Mario Vargas Llosa es, sin duda, uno de los titanes de la literatura latinoamericana. Nadie puede negar que su prosa elegante, su precisión narrativa y su mirada aguda sobre el poder, la corrupción y la libertad lo colocan en el panteón de los grandes. Ganador del Nobel en 2010, autor de joyas como La ciudad y los perros, Conversación en La Catedral o La fiesta del Chivo, el peruano ha hecho lo que pocos: poner a temblar al poder con palabras.
Pero aquí viene el detalle incómodo: ¿qué pasa cuando el escritor que denunció las dictaduras termina abrazando figuras autoritarias? ¿Qué hacemos cuando el crítico implacable de los excesos del poder decide simpatizar con la ultraderecha europea o bendecir procesos electorales cuestionables?
Su genialidad literaria es tan grande como su viraje político es desconcertante. Vargas Llosa, que en los años 60 y 70 fue una voz progresista, defensor de la libertad y enemigo del totalitarismo, cambió de piel en los años 90. Su enfrentamiento con el fujimorismo lo llevó a abrazar el liberalismo económico, y con los años —y con una creciente aversión a los populismos de izquierda—, su brújula política se desajustó del todo.
En los últimos años, lo hemos visto apoyar candidaturas y gobiernos que contradicen su prédica sobre democracia y derechos humanos. Desde su respaldo a la derecha más radical en España, hasta su polémico apoyo a Keiko Fujimori en Perú (sí, la hija del dictador contra el que él mismo compitió en 1990), Vargas Llosa parece más obsesionado con impedir que la izquierda llegue al poder, sin importar los costos éticos.
“Lo importante no es que haya elecciones libres, sino que se vote bien”, dijo en 2021, provocando un sismo mediático. Una frase que no solo va contra todo principio democrático, sino que parece salida del manual de cualquier caudillo del siglo XX. ¿Qué le pasó a Mario?
Algunos lo justifican como un liberal coherente, preocupado por los excesos del populismo latinoamericano. Otros lo ven como un intelectual envejecido, desconectado de la realidad de los pueblos y cada vez más cómodo con las élites europeas.
Y es que Vargas Llosa ya no escribe desde América Latina, sino desde un pedestal europeo, entre academias, palacios y homenajes.

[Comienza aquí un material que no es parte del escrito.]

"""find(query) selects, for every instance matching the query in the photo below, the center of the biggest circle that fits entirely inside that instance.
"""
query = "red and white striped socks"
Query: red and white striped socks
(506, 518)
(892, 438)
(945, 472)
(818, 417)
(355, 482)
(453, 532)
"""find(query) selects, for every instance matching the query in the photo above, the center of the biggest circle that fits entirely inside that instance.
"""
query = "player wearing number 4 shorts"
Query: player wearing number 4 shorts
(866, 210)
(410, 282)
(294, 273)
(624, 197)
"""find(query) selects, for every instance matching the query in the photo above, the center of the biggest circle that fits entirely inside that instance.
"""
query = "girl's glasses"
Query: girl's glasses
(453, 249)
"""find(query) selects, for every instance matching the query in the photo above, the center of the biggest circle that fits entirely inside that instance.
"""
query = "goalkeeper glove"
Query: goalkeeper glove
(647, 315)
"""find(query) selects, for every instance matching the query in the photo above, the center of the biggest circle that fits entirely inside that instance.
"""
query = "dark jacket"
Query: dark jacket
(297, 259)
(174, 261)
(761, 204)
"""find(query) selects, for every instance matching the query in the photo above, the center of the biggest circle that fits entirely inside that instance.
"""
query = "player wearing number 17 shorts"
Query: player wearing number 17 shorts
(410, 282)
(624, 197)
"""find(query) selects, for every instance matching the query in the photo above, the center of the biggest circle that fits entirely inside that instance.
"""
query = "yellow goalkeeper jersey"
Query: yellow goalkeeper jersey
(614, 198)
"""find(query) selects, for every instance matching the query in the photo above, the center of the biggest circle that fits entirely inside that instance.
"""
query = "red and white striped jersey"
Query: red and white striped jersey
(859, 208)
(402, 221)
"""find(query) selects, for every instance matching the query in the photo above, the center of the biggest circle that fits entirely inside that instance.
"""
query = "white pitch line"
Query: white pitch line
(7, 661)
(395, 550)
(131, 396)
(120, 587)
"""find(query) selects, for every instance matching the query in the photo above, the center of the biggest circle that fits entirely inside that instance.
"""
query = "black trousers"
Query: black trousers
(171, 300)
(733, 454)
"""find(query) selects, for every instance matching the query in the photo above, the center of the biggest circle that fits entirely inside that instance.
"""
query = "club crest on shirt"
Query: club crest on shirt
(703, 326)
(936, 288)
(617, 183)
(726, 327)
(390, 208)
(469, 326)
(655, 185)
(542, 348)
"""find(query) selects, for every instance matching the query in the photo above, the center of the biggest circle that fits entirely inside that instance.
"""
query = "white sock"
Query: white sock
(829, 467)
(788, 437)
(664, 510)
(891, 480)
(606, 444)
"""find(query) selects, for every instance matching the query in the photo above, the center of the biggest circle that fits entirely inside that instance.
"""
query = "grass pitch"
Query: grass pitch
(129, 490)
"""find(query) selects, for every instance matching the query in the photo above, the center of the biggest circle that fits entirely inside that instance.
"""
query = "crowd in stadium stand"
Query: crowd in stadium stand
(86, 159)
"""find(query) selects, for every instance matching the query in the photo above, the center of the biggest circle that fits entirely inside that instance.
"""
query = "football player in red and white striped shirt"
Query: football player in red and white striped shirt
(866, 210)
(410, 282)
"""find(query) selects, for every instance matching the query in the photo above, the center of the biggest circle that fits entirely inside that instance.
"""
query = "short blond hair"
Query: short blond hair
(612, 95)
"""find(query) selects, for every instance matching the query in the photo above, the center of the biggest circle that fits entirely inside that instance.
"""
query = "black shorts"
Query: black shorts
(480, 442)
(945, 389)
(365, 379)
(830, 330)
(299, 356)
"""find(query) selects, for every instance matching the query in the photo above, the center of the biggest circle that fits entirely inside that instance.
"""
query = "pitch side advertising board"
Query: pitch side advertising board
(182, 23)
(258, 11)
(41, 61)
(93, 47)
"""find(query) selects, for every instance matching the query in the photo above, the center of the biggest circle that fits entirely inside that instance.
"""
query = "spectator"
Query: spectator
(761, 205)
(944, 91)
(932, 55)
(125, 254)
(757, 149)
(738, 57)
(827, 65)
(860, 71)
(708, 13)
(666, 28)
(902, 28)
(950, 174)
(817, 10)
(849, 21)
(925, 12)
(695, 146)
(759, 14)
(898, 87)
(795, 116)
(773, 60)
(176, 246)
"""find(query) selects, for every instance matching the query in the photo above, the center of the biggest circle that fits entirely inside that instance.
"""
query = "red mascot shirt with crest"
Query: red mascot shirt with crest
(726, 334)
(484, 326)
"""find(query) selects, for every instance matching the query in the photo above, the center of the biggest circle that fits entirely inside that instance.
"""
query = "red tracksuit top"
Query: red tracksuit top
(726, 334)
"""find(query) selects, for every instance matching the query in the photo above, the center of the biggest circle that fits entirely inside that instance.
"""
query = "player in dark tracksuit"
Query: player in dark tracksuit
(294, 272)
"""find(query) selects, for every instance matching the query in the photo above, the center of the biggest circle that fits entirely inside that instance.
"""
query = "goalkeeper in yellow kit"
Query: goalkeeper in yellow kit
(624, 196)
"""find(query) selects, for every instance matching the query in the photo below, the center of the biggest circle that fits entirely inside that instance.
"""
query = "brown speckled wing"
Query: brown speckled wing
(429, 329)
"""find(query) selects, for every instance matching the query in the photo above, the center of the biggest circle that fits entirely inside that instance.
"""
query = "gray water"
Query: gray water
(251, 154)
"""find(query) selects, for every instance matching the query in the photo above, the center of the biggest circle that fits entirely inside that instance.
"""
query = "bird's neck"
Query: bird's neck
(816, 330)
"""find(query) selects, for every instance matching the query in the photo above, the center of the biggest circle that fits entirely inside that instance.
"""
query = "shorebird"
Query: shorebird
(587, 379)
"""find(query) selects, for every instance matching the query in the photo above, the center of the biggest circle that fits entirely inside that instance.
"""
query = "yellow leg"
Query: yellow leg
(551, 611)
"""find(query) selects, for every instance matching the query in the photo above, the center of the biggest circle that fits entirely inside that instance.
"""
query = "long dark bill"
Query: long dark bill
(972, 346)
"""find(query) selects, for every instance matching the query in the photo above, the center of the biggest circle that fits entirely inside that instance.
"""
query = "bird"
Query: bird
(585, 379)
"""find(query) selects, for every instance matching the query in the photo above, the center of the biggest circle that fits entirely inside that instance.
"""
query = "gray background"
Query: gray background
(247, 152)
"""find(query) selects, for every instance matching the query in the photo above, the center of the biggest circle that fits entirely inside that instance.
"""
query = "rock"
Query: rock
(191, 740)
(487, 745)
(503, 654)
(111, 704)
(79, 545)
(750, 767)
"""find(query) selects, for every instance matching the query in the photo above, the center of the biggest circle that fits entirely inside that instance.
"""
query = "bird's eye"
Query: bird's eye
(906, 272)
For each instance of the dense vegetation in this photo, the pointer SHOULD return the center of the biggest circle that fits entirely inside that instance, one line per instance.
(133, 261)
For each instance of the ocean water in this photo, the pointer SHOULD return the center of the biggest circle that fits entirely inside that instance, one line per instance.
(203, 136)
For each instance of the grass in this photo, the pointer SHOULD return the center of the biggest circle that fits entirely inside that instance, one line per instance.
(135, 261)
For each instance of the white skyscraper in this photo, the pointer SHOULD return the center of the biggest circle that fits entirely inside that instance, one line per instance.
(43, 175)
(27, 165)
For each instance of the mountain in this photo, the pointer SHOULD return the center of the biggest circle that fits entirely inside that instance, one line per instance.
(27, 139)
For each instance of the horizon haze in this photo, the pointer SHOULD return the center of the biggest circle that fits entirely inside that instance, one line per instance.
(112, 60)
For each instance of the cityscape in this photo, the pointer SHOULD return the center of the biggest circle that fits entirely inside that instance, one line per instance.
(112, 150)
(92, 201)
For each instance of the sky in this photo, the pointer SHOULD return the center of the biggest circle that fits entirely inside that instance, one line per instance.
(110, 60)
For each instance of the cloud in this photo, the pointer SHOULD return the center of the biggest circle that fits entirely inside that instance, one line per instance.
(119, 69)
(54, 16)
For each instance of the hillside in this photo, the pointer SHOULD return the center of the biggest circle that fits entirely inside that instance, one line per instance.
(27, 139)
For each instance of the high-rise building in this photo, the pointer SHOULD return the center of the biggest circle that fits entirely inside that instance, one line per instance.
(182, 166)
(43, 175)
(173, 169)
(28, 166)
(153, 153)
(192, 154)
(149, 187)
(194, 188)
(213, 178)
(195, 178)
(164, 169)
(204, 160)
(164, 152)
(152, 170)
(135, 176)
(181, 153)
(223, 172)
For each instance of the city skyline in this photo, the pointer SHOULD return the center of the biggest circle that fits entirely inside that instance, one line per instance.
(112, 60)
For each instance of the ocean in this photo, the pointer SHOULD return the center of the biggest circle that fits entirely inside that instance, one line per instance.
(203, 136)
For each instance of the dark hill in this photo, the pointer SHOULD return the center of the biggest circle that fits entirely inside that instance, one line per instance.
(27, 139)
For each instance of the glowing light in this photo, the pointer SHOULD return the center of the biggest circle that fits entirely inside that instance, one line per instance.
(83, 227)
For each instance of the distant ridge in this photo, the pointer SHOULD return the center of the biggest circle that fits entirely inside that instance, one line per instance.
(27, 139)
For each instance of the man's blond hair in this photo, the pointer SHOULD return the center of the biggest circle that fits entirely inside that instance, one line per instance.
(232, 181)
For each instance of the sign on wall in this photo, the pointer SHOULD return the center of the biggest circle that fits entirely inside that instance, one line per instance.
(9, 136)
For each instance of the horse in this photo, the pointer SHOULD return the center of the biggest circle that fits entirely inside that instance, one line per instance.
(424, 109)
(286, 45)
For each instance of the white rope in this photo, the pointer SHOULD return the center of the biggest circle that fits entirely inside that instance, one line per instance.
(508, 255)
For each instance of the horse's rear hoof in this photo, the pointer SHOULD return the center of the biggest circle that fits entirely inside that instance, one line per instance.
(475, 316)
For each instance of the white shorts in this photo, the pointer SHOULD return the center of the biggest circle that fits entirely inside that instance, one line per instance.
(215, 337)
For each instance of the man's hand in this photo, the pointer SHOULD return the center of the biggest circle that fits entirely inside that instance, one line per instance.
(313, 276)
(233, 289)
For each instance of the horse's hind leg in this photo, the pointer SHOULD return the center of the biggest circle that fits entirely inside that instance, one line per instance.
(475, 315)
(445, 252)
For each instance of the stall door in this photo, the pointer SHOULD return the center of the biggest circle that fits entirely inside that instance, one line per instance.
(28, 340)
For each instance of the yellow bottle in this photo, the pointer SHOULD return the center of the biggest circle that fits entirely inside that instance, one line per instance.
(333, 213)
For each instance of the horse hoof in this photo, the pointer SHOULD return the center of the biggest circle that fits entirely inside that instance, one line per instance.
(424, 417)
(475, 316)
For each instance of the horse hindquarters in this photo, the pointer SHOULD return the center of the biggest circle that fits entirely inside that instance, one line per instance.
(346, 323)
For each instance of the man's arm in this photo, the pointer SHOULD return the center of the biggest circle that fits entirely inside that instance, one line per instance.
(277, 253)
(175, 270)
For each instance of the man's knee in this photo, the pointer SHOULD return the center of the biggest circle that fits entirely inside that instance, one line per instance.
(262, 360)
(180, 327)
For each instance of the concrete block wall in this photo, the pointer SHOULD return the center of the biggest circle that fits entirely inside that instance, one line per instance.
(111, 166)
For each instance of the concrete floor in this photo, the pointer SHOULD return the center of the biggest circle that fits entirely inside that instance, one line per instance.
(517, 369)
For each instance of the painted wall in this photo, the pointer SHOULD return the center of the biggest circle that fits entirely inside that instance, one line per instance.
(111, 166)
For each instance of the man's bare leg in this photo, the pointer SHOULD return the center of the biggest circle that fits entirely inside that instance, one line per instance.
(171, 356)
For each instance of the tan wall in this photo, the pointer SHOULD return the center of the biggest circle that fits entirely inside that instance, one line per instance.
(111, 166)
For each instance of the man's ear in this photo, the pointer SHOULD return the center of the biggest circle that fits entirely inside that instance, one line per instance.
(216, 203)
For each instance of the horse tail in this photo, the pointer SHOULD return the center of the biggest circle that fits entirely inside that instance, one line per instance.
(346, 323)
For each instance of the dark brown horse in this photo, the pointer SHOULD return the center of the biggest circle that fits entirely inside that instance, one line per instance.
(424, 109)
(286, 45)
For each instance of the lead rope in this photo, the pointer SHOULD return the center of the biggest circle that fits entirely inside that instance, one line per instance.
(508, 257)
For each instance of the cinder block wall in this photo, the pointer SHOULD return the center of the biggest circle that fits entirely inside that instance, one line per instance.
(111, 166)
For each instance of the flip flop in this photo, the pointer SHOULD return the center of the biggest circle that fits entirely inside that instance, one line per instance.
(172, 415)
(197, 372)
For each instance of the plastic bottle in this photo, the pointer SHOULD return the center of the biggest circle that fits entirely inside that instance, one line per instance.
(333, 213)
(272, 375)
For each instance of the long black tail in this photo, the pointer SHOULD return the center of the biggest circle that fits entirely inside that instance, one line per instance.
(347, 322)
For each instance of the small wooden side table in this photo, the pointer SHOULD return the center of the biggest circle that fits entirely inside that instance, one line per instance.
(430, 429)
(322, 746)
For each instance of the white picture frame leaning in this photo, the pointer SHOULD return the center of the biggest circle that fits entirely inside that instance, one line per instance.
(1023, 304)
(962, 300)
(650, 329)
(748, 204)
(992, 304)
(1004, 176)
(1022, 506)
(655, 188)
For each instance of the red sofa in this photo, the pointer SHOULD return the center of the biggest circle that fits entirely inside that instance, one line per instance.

Su visión del continente está atravesada por la distancia. Habla de libertad, pero se le nota la nostalgia por las formas clásicas del poder. Defiende el libre mercado, pero parece olvidar que en muchos países de nuestra región eso ha significado pobreza y desigualdad.
Eso sí, como narrador sigue siendo una bestia. Cuando uno lee La guerra del fin del mundo o El héroe discreto, queda claro que su talento sigue intacto. Pero también es cierto que un escritor no puede separarse de su tiempo, y que sus opiniones públicas tienen peso, sobre todo cuando las da alguien que ha moldeado la conciencia de generaciones.
Vargas Llosa fue, en muchos sentidos, una paradoja: el hombre que nos enseñó a desconfiar del poder, pero al parecer terminó enamorado de él. El que alzó la voz contra el autoritarismo, hoy le guiña el ojo. ¿Se puede separar al autor de su ideología? ¿Se puede leer a Vargas Llosa y al mismo tiempo criticar sus posturas?
La respuesta, quizá, está en sus propios libros. En Conversación en La Catedral se pregunta: “¿En qué momento se jodió el Perú?”. Quizá hoy habría que reformularla: ¿en qué momento se jodió Vargas Llosa?
Porque el genio literario sigue ahí. Pero el faro moral, ese parece haberse apagado hace rato.